U.S. Oil Prices March Forward

Monday, January 08, 2001
U.S. oil prices resumed their upward climb on Monday, egged on by word from OPEC that the cartel had a consensus to slash output output by next week, Reuters reported By early afternoon, crude oil for February delivery on the New York Mercantile Exchange was trading at $28.30 a barrel, a 35-cent rise, taking total gains in the last six trading sessions to $2.50 a barrel, or ten percent. A statement by OPEC Secretary-General Ali Rodriguez on Sunday spurred the day's advance. Rodriguez, the former energy minister of Venezuela said on Sunday that the 11-member producers' cartel had a consensus to cut crude oil supplies but had not decided by how much. "For the time being there is a consensus to cut but how much we don't know," Rodriguez said. Rodriguez's remarks came after the former Venezuelan energy minister met with departing U.S. Energy Secretary Richardson in Vienna. Richardson, in probably his last mission for the Clinton Administration, which bows out next week, warned against what he called precipitous action to cut output. "We would like to see no production cuts but we recognize that there are realities," he said. OPEC convenes its ministerial meeting to assess market conditions on January 17. Many cartel members have recently pressed for cartel action to curb production to prevent prices from sliding, as world demand is expected to fall in the second quarter.

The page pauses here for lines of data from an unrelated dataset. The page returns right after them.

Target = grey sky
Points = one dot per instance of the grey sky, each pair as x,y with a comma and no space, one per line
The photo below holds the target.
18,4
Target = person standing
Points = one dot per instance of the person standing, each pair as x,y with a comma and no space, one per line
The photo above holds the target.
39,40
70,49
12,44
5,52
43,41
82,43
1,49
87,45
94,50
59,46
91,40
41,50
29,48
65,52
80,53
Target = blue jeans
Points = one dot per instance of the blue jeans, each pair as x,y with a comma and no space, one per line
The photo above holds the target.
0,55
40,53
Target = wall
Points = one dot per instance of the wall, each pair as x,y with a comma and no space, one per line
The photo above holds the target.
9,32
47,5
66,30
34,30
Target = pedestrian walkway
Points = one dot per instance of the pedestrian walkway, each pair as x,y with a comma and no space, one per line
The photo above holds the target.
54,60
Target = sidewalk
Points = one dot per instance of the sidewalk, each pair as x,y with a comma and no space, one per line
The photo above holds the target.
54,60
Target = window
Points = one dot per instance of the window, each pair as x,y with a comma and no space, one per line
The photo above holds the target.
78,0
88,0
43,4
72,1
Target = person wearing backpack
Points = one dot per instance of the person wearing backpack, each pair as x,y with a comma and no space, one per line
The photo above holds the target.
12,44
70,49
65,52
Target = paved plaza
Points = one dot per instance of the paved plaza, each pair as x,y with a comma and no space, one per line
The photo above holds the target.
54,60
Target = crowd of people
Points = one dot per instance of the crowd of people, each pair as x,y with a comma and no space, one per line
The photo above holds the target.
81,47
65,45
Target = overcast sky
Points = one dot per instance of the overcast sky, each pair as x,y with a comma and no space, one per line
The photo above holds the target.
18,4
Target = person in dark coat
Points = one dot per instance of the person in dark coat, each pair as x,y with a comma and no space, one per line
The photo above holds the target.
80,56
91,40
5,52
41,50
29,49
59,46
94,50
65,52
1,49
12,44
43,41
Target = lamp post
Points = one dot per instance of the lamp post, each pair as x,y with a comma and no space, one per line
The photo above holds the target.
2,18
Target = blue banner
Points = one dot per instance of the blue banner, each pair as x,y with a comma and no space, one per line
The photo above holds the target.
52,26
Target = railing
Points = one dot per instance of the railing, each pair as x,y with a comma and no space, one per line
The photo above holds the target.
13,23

Despite Rodriguez' silence on OPEC's possible reduction volume, Kuwaiti Oil Minister Sheikh Saud Nasser al-Sabah had said on Saturday he understood from Rodriguez there already was a cartel consensus for a cut of between 1.5-2.0 million barrels per day (bpd). Price hawk Kuwait favors the higher figure. Strong backing for slashing OPEC output by at least two million came from Mideast producer Qatar on Monday. Qatari Oil Minister Abdullah bin Hamad al-Attiyah reasoned that the bigger cut would be "more effective in guaranteeing that prices remain within the $22-$28 range set by OPEC."